Is Billy somehow a mime, then? Did you ever see someone go up to a mime on the street and push them over, or worse? Is Billy just a language gutted human who has given in to his determinism? Or is it worse? (Billy and all the other afflicted ones in literature?) Worse would be a cipher, an empty vessel...
And since female passive characters were brought up above, are these passive natures similar because they're tropes of some kind or is it a function of something else. Personally, I am impressed more and more by what's happening with women in literature...even in chick lit. I'm seriously not impressed with what's happening with men though. Billy so exemplifies what bothers me--insanely accepting determinism and fate without a fight? Not even getting a bit lustful in a porn shop? Please.
Hmmmm. I'm thinking the similarity is mostly that both have deeply rooted belief systems that teach them not to question events (for different reasons - Samuel's is about "faith" rather than "fate").
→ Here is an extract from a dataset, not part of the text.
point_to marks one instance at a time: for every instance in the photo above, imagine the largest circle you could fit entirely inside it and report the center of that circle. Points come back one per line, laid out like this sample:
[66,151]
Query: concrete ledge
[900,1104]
Samuel and Billy are very different characters, I think. It's interesting to compare the two though.

Interesting - I had assumed that "faith" and "fate" were related (etymologically), and certainly think of Billy's concept of "fate" as being almost religious (which is why I brought up Calvinism, earlier), but there's not actually a connection between the two words.
As for The Flame Alphabet, I didn't really feel Samuel was that passive (not like Claire, his wife). He was simply completely unequipped to deal with the situation - but he did spend a lot of time trying to do something constructive about it, anyway.